03-Nov-2013 02:37, Charles Hixson пишет:
I'm contemplating an associative array that will eventually grow to be an estimated 64KB in size, assuming it's about half full. It would then be holding around 90,000 entries. Is this reasonable, or should I go with a sorted array, and do binary searches? I estimate that binary searches would average around 15 accesses/hit, but that's still a lot faster than disk access. The array would be nearly full, so there would be less wasted space, but, of course, insertions would become quite expensive. (Deletions aren't expected.) In either case the keys would be fixed length character arrays, and the values would also be simple structs without reference types (so the garbage collector could pretty much ignore things).
90k elements is a small AA. It would work just fine with any sane hash function (e.g. the built-in one).
At around 10M+ elements it may be worth to consider space saving techniques.
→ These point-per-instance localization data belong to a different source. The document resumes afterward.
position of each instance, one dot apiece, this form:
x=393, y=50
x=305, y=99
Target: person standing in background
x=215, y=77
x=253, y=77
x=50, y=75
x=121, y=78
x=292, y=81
That said on x64 100M+ is perfectly OK, on 32bit I'd advise against it but only because of GC.
FWIW I'm expecting this array to be around the entire time the program is running, but it would probably be rolled out most of the time, as frequently accessed items would be pulled into a much smaller structure, and if I go with the array rather than the hash table I may only do updates as a batch. (Since it's linear with the size of the array, but essentially ignores the number of items being added.) My temptation is to go with the hash table...but I'm not sure of the underlying mechanics.
Think of it as a sparse array that has "holes" and takes around ~2-4 times the size of normal array. It's not only because of holes but because a slot is a bit bigger.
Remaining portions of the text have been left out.